Monday, June 16, 2025

STAGNATION IN THE JUDICIARY - A DANGER TO THE ECONOMY

Filenews 16 June 2025



At a time when Cyprus is seeking a new balance between fiscal discipline and sustainable growth, the International Monetary Fund (IMF) comes with its new report on the Cypriot economy to highlight an issue that is systematically downplayed in the public debate. It is none other than the inability of the institutional and judicial framework to effectively support investments and accelerate the resolution of chronic problems such as Non-Performing Loans (NPLs).

The IMF clearly states that without an efficient and modern justice system, Cyprus will not be able to attract serious investments or fully exploit the potential of its economy.

The report describes a system that suffers from chronic problems, highlighting issues such as insufficient human resources, outdated procedures, low levels of expertise of judges in economic and commercial matters, and very slow progress in digitalisation.

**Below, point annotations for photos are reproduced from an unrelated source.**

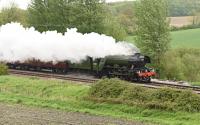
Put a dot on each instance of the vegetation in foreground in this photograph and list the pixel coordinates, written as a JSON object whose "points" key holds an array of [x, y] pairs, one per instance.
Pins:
{"points": [[71, 97], [117, 91]]}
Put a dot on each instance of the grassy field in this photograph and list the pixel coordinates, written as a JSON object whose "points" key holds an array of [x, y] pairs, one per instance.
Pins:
{"points": [[181, 39], [70, 97]]}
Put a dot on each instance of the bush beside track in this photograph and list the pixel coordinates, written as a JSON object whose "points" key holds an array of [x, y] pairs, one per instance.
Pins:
{"points": [[117, 91], [3, 69]]}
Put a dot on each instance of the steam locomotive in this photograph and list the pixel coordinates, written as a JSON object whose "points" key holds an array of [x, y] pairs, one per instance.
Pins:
{"points": [[130, 68]]}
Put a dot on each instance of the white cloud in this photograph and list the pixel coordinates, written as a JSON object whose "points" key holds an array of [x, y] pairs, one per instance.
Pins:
{"points": [[24, 3]]}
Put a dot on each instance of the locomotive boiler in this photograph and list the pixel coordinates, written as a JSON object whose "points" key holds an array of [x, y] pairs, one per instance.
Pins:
{"points": [[130, 68]]}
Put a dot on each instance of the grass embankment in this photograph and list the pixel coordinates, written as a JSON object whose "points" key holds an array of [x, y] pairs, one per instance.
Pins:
{"points": [[181, 39], [70, 97]]}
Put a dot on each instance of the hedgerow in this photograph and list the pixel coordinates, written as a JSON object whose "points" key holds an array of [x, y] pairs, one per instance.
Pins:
{"points": [[3, 69], [117, 91]]}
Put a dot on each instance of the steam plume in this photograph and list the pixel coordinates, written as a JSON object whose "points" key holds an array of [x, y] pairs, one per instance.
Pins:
{"points": [[20, 44]]}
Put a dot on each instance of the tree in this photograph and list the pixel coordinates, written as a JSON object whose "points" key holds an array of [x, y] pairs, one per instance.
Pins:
{"points": [[86, 15], [152, 28], [13, 14]]}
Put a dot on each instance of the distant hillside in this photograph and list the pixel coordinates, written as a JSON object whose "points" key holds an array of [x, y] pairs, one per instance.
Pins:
{"points": [[176, 7], [181, 39]]}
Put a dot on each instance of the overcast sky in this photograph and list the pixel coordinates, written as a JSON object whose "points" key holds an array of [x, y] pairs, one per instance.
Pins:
{"points": [[23, 3]]}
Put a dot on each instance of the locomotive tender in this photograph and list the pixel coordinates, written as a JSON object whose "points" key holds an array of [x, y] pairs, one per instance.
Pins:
{"points": [[130, 68]]}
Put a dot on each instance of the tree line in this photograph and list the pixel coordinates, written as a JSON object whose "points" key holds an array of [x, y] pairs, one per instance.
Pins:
{"points": [[85, 15]]}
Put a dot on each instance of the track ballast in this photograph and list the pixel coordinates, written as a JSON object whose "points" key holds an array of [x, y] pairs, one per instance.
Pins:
{"points": [[154, 84]]}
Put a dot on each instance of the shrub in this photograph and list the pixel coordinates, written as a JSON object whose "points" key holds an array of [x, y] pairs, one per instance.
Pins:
{"points": [[3, 69], [117, 91]]}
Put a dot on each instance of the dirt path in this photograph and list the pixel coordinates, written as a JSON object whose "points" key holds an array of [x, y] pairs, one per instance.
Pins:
{"points": [[21, 115]]}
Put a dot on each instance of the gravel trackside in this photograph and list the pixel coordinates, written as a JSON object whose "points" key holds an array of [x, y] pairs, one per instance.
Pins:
{"points": [[22, 115]]}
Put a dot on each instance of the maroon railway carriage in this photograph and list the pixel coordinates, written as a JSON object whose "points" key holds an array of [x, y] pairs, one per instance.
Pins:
{"points": [[37, 65]]}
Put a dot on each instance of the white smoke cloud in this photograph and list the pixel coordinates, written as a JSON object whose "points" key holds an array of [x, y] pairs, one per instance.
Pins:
{"points": [[20, 44]]}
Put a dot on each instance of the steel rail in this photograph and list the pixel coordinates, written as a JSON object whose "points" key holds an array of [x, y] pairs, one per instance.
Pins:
{"points": [[153, 85]]}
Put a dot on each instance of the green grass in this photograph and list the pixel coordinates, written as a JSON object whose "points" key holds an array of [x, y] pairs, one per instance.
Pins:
{"points": [[181, 39], [70, 97], [195, 83]]}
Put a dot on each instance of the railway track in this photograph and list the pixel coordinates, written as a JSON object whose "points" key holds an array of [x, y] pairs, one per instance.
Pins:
{"points": [[51, 75], [153, 84]]}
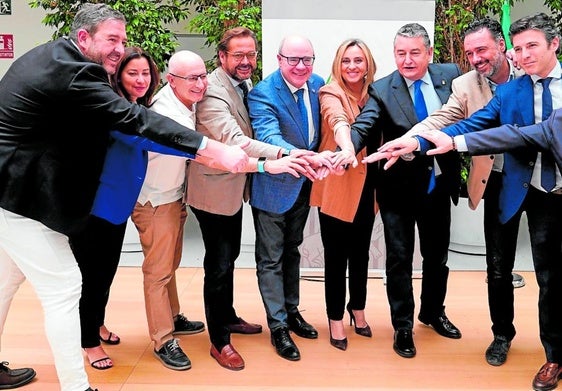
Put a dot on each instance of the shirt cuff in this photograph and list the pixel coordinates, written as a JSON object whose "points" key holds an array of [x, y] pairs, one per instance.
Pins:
{"points": [[461, 143], [203, 144]]}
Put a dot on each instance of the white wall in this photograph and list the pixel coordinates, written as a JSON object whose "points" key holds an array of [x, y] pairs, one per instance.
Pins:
{"points": [[25, 25]]}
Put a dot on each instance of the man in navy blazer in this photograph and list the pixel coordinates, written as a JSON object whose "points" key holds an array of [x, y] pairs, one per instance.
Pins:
{"points": [[520, 103], [280, 203], [404, 194], [56, 111]]}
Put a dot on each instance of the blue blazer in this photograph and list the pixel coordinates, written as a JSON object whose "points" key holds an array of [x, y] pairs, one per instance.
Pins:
{"points": [[512, 104], [544, 136], [123, 174], [389, 113], [276, 120]]}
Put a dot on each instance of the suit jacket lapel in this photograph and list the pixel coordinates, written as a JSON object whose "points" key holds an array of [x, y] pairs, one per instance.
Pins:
{"points": [[234, 97], [440, 84], [403, 98], [525, 92]]}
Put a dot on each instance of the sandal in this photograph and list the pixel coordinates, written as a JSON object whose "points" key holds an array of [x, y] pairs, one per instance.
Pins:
{"points": [[111, 341], [99, 367]]}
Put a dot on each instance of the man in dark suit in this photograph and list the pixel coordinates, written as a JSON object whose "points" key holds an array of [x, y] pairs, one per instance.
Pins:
{"points": [[530, 182], [216, 197], [405, 194], [280, 203], [56, 111], [544, 136]]}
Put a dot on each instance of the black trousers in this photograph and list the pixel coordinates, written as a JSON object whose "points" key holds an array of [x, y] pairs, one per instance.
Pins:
{"points": [[97, 250], [432, 215], [346, 246], [501, 244], [221, 237], [544, 214]]}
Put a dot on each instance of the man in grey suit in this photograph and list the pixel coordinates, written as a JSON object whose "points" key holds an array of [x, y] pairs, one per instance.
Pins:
{"points": [[411, 193], [216, 197], [285, 111], [485, 47]]}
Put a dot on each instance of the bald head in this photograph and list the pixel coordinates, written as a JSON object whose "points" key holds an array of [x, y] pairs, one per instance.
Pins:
{"points": [[187, 77], [295, 40]]}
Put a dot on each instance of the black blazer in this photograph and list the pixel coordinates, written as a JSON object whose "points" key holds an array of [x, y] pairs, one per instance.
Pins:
{"points": [[388, 114], [56, 111]]}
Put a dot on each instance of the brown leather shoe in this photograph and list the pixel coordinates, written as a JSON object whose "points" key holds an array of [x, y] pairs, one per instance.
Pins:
{"points": [[243, 327], [228, 357], [14, 378], [547, 377]]}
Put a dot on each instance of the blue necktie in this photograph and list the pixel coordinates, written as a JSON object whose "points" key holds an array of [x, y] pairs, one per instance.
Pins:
{"points": [[302, 108], [548, 172], [244, 87], [421, 112]]}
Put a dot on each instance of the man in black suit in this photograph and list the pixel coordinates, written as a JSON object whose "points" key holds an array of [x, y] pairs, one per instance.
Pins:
{"points": [[56, 110], [544, 136], [417, 192]]}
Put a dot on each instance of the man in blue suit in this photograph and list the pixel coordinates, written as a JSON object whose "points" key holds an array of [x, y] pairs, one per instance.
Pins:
{"points": [[406, 194], [522, 102], [285, 111]]}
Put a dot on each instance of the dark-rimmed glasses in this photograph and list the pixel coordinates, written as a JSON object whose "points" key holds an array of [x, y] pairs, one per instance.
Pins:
{"points": [[239, 56], [294, 61], [192, 78]]}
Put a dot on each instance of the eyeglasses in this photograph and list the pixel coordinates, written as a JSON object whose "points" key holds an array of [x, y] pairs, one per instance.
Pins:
{"points": [[239, 56], [294, 61], [192, 78]]}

The result is that there are long delays in adjudicating cases, especially those related to insolvency and credit rights — areas that are crucial for the proper functioning of the financial system.

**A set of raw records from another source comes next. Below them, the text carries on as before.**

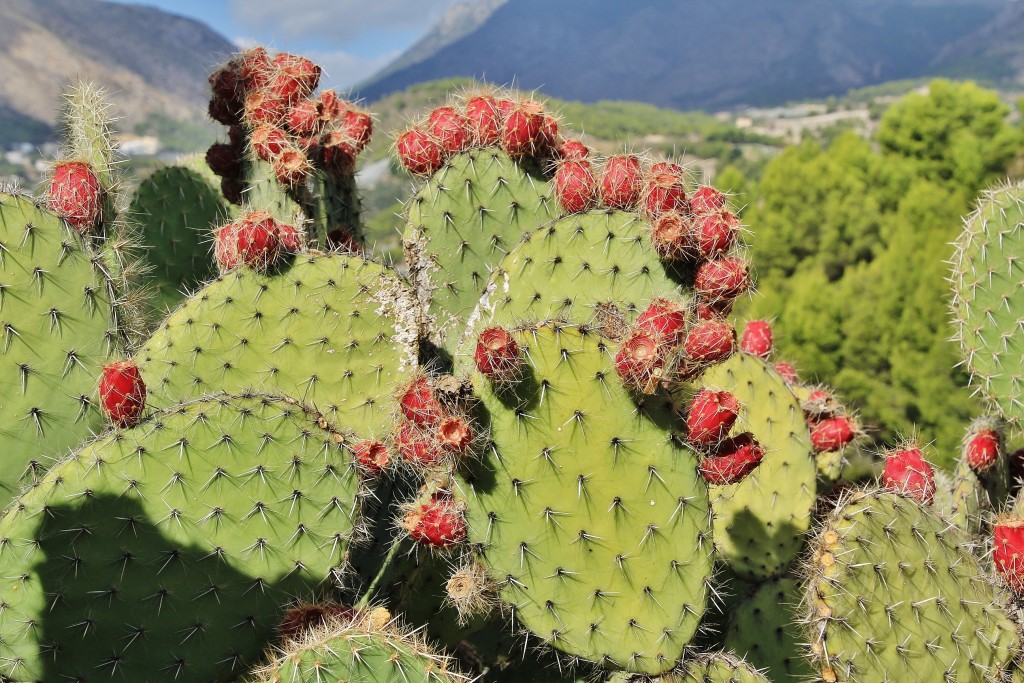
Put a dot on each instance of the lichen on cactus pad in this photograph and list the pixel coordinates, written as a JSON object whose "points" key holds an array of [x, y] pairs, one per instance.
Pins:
{"points": [[169, 551], [335, 332], [588, 512], [988, 301], [57, 329], [894, 591]]}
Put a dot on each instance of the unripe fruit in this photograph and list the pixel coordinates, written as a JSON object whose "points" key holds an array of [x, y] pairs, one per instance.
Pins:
{"points": [[906, 472], [732, 461], [711, 416], [76, 195], [622, 181], [419, 153], [122, 393], [757, 339], [574, 185]]}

Indicatively, the operation of the Commercial Court, although it has been institutionalized, has not yet progressed substantially. The need for specialised judiciary, faster procedures and digitalised protocols is now becoming imperative. The IMF proposes targeted measures such as recruitment, training of judges, technological investments and acceleration of the operation of new institutions.

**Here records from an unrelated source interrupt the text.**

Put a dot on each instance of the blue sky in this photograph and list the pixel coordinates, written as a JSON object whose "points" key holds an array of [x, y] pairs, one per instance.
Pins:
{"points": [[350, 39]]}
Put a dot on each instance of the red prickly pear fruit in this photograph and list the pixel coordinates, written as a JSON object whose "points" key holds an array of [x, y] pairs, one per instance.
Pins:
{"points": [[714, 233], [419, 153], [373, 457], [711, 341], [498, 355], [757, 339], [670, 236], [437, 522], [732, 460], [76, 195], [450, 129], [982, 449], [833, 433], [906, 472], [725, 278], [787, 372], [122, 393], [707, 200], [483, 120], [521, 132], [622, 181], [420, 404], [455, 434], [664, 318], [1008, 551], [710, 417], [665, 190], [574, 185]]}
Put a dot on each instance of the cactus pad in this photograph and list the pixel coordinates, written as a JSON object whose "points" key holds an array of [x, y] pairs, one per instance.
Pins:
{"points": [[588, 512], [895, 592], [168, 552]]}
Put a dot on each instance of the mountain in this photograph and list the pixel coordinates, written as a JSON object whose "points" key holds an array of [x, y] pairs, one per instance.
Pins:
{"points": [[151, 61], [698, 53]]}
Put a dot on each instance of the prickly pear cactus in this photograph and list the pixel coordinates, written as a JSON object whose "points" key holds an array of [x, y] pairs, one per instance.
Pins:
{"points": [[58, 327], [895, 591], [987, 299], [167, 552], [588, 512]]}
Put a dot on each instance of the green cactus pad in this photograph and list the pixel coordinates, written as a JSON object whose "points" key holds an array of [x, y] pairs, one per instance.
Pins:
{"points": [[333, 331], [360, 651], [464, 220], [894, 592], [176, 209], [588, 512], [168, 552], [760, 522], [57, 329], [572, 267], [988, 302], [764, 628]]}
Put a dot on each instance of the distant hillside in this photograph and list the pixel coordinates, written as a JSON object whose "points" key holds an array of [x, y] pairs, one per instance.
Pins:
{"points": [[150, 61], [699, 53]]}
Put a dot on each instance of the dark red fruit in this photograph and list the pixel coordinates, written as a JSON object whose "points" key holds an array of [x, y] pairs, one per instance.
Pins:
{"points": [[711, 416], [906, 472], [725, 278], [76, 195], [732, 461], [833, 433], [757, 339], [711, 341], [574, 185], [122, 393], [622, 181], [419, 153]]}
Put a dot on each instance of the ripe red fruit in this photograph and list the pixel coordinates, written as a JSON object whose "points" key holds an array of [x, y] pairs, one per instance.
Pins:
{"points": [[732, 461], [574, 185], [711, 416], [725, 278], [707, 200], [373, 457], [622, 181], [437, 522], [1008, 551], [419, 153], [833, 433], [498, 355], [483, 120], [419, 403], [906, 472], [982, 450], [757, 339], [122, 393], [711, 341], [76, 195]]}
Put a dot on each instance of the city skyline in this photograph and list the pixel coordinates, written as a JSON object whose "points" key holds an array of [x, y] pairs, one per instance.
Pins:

At the heart of the problem remains the high stock of so-called "legacy" NPLs — loans created before and during the crisis and moved out of the banking system. Despite the progress, this reserve remains high, at 60 percent of GDP, according to IMF data. Although they no longer burden banks' balance sheets, these loans continue to burden the real economy and freeze significant productive resources.

The slow resolution of these loans by the Credit Acquisition Companies (SPCs), to which their management has been transferred, is directly linked to the weaknesses of the judiciary. As the IMF points out, the existence of a faster and more efficient judicial mechanism would strengthen the bargaining power of creditors, strengthen the credibility of out-of-court settlements and speed up the liquidation of collateral.

Moreover, the transfer of capital from frozen receivables to new investments and loans remains limited, precisely because delay procedures act as a brake on the repositioning of private capital in productive sectors.